Ketua Sapma Pemuda Pancasila Pangandaran Sampaikan Mosi Tidak Percaya Terhadap Kepemimpinan Ketua KNPI

 

Pangandaran (Jabar) Suarapancasila.id – Suasana organisasi kepemudaan di Kabupaten Pangandaran memanas. Ketua Satuan Pelajar dan Mahasiswa (SAPMA) Pemuda Pancasila Kabupaten Pangandaran, menyatakan sikap tegas dengan melayangkan mosi tidak percaya secara resmi terhadap Ketua KNPI (Komite Nasional Pemuda Indonesia) Kabupaten Pangandaran . Pernyataan ini disampaikan langsung di sekretariat MPC Pemuda Pancasila Pangandaran. Minggu (30/8/2026)

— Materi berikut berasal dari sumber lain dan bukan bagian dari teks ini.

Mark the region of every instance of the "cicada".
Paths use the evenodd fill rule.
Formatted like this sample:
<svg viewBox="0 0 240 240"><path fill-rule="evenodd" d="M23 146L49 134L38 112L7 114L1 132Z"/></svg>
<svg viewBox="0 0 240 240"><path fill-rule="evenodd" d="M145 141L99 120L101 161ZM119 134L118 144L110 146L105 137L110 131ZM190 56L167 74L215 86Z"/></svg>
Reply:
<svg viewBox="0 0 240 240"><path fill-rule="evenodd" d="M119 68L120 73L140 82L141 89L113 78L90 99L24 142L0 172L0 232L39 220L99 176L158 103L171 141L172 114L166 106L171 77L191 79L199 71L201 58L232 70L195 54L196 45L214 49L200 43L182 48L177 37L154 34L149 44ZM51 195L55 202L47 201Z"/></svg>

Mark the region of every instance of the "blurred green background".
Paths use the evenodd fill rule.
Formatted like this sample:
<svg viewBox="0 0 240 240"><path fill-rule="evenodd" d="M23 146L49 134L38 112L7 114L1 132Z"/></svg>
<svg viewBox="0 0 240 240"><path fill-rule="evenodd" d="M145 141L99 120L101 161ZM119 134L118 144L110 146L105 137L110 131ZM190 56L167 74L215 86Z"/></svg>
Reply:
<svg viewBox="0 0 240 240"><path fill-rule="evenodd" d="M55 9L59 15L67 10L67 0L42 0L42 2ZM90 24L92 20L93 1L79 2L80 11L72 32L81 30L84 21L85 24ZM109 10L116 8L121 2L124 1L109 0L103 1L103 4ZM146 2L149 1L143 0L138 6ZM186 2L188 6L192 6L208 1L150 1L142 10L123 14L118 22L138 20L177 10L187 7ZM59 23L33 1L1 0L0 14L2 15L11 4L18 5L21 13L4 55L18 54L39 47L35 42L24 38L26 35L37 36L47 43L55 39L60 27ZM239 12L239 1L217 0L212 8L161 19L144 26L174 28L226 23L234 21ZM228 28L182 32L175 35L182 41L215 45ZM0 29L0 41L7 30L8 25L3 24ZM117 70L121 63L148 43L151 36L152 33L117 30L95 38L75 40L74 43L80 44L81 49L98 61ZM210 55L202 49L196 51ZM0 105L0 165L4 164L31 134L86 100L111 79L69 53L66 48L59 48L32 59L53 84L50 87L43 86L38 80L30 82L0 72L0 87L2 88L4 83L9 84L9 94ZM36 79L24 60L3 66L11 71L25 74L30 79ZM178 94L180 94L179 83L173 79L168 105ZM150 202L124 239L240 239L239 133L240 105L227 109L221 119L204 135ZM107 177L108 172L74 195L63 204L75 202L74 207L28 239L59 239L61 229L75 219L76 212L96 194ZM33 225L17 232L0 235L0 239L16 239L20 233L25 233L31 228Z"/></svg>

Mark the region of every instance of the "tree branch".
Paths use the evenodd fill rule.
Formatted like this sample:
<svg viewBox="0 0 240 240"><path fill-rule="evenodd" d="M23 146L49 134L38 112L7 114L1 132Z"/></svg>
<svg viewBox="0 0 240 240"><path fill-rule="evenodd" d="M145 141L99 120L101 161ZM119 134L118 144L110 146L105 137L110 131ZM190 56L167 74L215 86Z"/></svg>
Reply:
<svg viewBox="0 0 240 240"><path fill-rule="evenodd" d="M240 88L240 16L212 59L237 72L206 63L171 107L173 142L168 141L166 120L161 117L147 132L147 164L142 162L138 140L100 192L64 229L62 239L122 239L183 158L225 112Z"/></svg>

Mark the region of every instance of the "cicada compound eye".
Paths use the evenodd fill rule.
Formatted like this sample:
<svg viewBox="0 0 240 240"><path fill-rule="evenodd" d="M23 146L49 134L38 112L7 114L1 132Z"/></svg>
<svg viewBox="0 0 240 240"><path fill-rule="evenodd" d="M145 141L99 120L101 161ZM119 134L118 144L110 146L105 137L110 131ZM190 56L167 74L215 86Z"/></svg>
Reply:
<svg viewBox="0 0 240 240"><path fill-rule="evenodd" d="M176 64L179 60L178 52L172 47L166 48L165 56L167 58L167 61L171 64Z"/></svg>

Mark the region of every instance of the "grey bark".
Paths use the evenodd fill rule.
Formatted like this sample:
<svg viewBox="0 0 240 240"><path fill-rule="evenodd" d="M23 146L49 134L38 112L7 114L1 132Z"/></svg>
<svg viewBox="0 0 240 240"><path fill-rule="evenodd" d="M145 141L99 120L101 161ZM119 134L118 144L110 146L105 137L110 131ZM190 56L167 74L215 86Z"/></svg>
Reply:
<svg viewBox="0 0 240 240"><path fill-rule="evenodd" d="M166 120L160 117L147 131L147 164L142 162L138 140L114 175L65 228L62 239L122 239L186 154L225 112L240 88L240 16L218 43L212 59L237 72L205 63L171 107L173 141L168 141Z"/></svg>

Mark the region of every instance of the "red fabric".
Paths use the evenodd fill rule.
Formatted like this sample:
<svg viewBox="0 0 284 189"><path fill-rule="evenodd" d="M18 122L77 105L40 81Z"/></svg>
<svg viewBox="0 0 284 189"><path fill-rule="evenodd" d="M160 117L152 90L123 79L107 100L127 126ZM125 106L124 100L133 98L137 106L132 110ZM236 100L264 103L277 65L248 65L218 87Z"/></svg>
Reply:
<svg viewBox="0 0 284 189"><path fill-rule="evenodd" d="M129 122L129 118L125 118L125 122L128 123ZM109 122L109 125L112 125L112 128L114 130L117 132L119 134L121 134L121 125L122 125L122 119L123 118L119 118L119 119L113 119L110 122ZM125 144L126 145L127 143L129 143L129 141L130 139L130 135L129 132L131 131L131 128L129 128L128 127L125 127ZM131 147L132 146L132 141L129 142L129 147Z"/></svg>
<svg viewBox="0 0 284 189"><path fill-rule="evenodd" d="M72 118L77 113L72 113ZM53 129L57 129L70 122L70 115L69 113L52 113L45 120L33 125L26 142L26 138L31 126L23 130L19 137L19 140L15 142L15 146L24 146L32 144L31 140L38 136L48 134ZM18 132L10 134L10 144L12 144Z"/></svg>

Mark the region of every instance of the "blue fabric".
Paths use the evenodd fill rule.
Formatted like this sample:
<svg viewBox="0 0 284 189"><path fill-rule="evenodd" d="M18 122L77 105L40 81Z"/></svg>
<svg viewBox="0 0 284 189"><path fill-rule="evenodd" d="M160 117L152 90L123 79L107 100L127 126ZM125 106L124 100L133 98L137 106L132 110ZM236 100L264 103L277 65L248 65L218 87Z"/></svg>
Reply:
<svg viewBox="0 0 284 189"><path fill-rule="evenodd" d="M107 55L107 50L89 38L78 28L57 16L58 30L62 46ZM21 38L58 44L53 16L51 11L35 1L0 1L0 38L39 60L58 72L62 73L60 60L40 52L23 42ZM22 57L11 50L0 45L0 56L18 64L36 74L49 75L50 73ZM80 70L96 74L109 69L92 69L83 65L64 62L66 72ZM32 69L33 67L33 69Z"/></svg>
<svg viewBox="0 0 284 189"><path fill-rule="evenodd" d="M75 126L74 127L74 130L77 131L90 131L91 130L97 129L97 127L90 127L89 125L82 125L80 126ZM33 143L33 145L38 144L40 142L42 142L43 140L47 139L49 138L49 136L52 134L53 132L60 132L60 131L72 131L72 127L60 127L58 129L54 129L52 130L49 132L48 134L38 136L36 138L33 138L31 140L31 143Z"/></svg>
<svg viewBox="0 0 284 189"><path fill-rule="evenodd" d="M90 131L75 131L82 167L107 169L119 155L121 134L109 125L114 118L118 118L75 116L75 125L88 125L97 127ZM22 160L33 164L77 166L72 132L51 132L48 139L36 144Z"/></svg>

Rizky Fazri Gunawan. S H, Ketua Sapma Pemuda Pancasila Kabupaten Pangandaran menegaskan bahwa sikap ini bukan tanpa alasan, melainkan berangkat dari berbagai temuan serta ketidakpuasan terhadap kinerja, arah kebijakan, dan pelanggaran prinsip organisasi yang dinilai merugikan wadah persatuan pemuda di Pangandaran.

Bacaan Lainnya

“KNPI adalah wadah persatuan yang federatif dan mandiri, bukan milik pribadi atau kelompok tertentu . Namun dalam kenyataannya kepemimpinan saat ini dianggap telah kehilangan amanah dan kepercayaan dari elemen-elemen anggotanya, jika permasalahan pribadi ketua KNPI sudah sampai mencoreng nama baik Organisasi maka saya menegaskan yang bersangkutan untuk mundur”. tegasnya

Secara garis besar alasan yang melatarbelakangi mosi tidak percaya ini mencakup:

– Lemahnya konsolidasi organisasi dan kurangnya komunikasi terbuka dengan OKP dan anggota;

– Hilangnya kepercayaan publik dan internal atas transparansi pengelolaan program serta mandat organisasi;

– Kebijakan sepihak yang dinilai tidak mencerminkan aspirasi musyawarah perwakilan pemuda.

– ⁠Tidak adanya keselarasan antara Ketua KNPI dengan pemerintah Daerah yang berimbas pada organisasi.

Sapma Pemuda Pancasila, sebagai salah satu komponen pemuda yang kuat dan berprinsip Pancasila meminta agar pimpinan yang bersangkutan segera merespons atau memberikan pertanggungjawaban penuh, atau diserahkan mekanisme organisasi sesuai aturan anggaran dasar dan anggaran rumah tangga (ADART) KNPI.

Pihaknya berharap konflik ini diselesaikan melalui jalur demokrasi yang rapi dan berkeadilan demi menjaga kehormatan nama besar persatuan pemuda, tetap berpegang teguh pada asas Pancasila dan kemandirian organisasi .

Perkembangan sikap ini akan terus dipantau dan diharapkan mendapat tanggapan dari pihak pengurus KNPI maupun elemen pemuda lainnya di Pangandaran.